Субади отошла от люльки, заторопилась к овцам.
Она слушалась бабку. И тем не менее, словно забывая про ее наказ. урывала подходящий момент и, наклонившись над люлькой, поблескивая глазами, вновь подолгу смотрела на спящего сына.
Давно из степи к югу откочевали коньки, дубровники, чеканы, и необозримые просторы опустели, притихли. Все чаще хмурое небо затягивали лохматые тучи, сыпали холодные нудные дожди. Обнажилась береза, на полуголом карагане шелестели, трепыхались почерневшие стручки. Холмы и увалы побурели, топорщился потемневший старый бурьян.
Лишь на дне оврагов еще попадались полоски зеленой травы да кое-где у камней сиротливо желтели головки горного мака — самые поздние цветы, невесть как уцелевшие от непогоды. Кусты боярышника, шиповника обсыпала съежившаяся от заморозков ягода, ее жадно обклевывали рогатые жаворонки, обычно мало заметные летом.
Зверьки залегли в норы, и только редко-редко где на бутане можно было увидеть полусонного тарбагана. Нет-нет да и срывался снежок, который, правда, тут же и таял, лужи затянуло хрупким ледком. И блеклое солнце, и пронзительный ветер, рыскавший вокруг сопок — все говорило о приближении зимы.
С наступлением первых холодов, набродившись по опустевшим летним пастбищам, чабаны перебирались поближе к улусам, к людям, выбирая уютные, защищенные от ветров места, и располагались там, на долгую зиму.
Бабка Дыма и Субади перекочевали в Сосновую падь и поставили свою юрту в березовом кустарнике. Довольные переменой места и мякинной трухой, разбросанной по стерне, овцы паслись на ближнем поле и никуда не разбредались. Для Субади наступило что-то вроде передышки. Отару из загона она выпускала позже обычного и, посматривая за ней, дни в основном проводила дома, держа на привязи оседланного коня.
В тот тихий студеный день Субади заспалась. Поднявшееся солнце начало свой путь по блеклому небу, а она все еще лежала с раскрасневшимися щеками под легким козьим одеялом.

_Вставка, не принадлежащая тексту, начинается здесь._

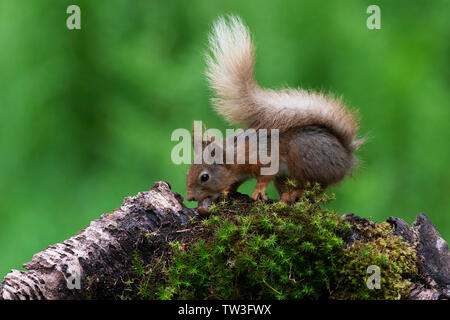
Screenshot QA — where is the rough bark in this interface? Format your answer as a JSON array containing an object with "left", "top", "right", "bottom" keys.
[
  {"left": 0, "top": 181, "right": 450, "bottom": 300},
  {"left": 0, "top": 181, "right": 195, "bottom": 300}
]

Бабка Дыма тоже встала поздно. Ругая себя, развела огонь в очаге. Надо было в первую очередь вскипятить чай, чтобы Субади поднялась на готовенькое. Дыма сунулась к ведру с водой и увидела утонувшую в нем мышь.
— Не нашла другой смерти, проклятая! — заворчала она.— Небось, не к добру полезла в воду.
Бабка наполнила чайник из другого ведра, а тот, в котором плавала мышь, вынесла из юрты и вылила.
Подоила корову, вытерла латунные чашечки в божнице. Вскипятила молоко, набрала в половник сливок, вышла, чтобы поднести белому свету и небесам, когда совсем невдалеке увидела председателя Тугдэма Цыдыпова, подъезжающего верхом на чалом иноходце. Бабка на мгновение растерялась. Руководитель колхоза был «большаком» и давно выбросил из своей юрты всех божков. Он и одевался-то по-городскому: в кожаное меховое пальто, в русскую ушанку из беличьей шкурки. Не обидится ли на нее, старую? Дыма тут же решительно закрыла глаза, левой рукой совершила ритуальное знамение — приложила ребро сложенной ладони ко лбу, затем к губам, к груди, а правой по кругу расплескала из половника сливки и, шепча молитву, зашевелила губами. Поправила старый съехавший малахай и вернулась в юрту.